Die Antragstellerin beantragt,

die Vollziehung der Änderungsbescheide vom 11.8.2006 betreffend Körperschaftsteuer 1998, Solidaritätszuschlag 1998, die Feststellung des verbleibenden Verlustabzugs zur Körperschaftsteuer zum 31.12.1998

und der Änderungsbescheide vom 11.9.2006 betreffend die Festsetzung des Gewerbesteuermessbetrags zum 30.6.1998 den gewerbesteuerlichen Verlustvortrag zum 31.12.1998

wegen ernstlicher Zweifel an der Rechtmäßigkeit und wegen einer unbilligen, nicht durch überwiegende öffentliche Interessen gebotenen Härte auszusetzen,

hilfsweise

die Beschwerde zuzulassen.

Das FA beantragt,

den Antrag abzulehnen.

II.

Der Antrag ist unbegründet.

Ernstliche Zweifel an der Rechtmäßigkeit der angefochtenen Verwaltungsakte im Sinne des § 69 Abs. 3 Satz 1 Halbsatz 2 i.V.m. Abs. 2 Satz 2 Finanzgerichtsordnung (FGO) bestehen nach Aktenlage nicht.

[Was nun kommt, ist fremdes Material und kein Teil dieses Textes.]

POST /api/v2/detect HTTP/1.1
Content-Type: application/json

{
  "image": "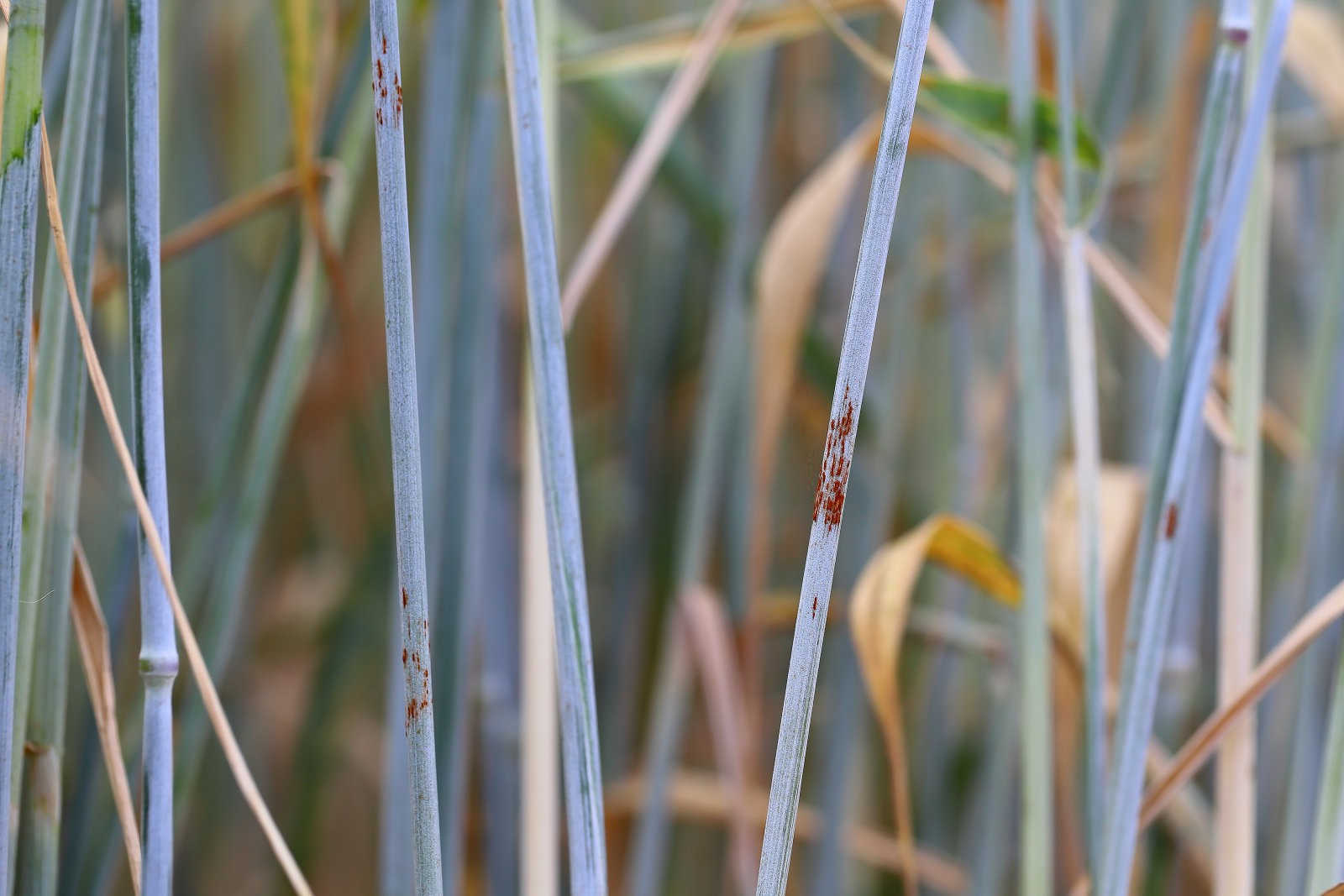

1) Ernstliche Zweifel an der Rechtmäßigkeit eines angefochtenen Verwaltungsaktes bestehen, wenn bei überschlägiger Prüfung anhand des aktenkundigen Sachverhalts neben für die Rechtmäßigkeit sprechenden Umständen gewichtige, dagegen sprechende Gründe zu Tage treten, die Unentschiedenheit oder Unsicherheit in der Beurteilung der Rechtsfragen oder Unklarheit in der Beurteilung der Tatfragen bewirken. Der Antrag auf Aussetzung der Vollziehung ist bereits dann begründet, wenn ein nicht nur geringer Grad von Wahrscheinlichkeit dafür spricht, dass der gegen den Verwaltungsakt eingelegte Rechtsbehelf Erfolg haben wird (Bundesfinanzhof-BFH-Urteil vom 7. Juni 1994 IX R 141/89, BStBl II 1994, 756; BFH-Beschlüsse vom 15. Januar 1998 IX B 25/97, BFH/NV 1998, 994;vom 25. August 1998 II B 25/98, BStBl II 1998, 674;vom 23. Juli 1999 VI B 116/99, BStBl II 1999, 684).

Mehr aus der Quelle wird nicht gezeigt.